Existing rotation methods have flaws: random Hadamard rotation lacks data specificity, leading to limited effectiveness; learnable rotation requires additional training and has questionable generalization. Neither of them utilizes outlier distribution information.

## Core Innovations of DuQuant++

1. Block size aligns with the 32-element groups of MXFP4; 2. Single-round outlier-aware rotation replaces the two-round process; 3. Construct rotation matrices based on activation data statistics to precisely disperse outliers while maintaining orthogonality.

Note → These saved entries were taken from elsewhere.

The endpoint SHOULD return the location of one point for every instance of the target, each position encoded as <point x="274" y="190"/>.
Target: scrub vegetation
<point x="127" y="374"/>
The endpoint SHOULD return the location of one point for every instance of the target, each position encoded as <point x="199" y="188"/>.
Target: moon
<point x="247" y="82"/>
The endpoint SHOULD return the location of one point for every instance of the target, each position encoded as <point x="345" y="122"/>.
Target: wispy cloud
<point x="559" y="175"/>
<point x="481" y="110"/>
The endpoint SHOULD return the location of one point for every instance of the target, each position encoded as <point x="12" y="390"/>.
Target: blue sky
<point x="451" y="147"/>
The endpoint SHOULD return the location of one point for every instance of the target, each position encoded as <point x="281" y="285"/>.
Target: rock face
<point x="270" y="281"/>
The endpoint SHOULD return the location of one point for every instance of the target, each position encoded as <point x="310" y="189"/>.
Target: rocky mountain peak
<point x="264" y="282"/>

## Efficiency Advantages and Experimental Validation

Single-round rotation halves online computation cost; under LLaMA-3 W4A4 quantization, DuQuant++ outperforms baselines in multiple tasks such as commonsense reasoning and code generation, reaching SOTA levels.

## Hardware Coordination and Practical Insights

Compatible with the NVIDIA Blackwell architecture (natively supports MXFP4); Practical suggestions: MXFP4 is suitable for Blackwell hardware, outlier handling is key to quantization, and algorithms need to align with the format's grouping structure.

## Future Directions

Extend to other low-precision formats, combine techniques like smoothing/cropping, explore aggressive configurations such as W2A2/W3A3, and develop hardware-friendly rotation implementations.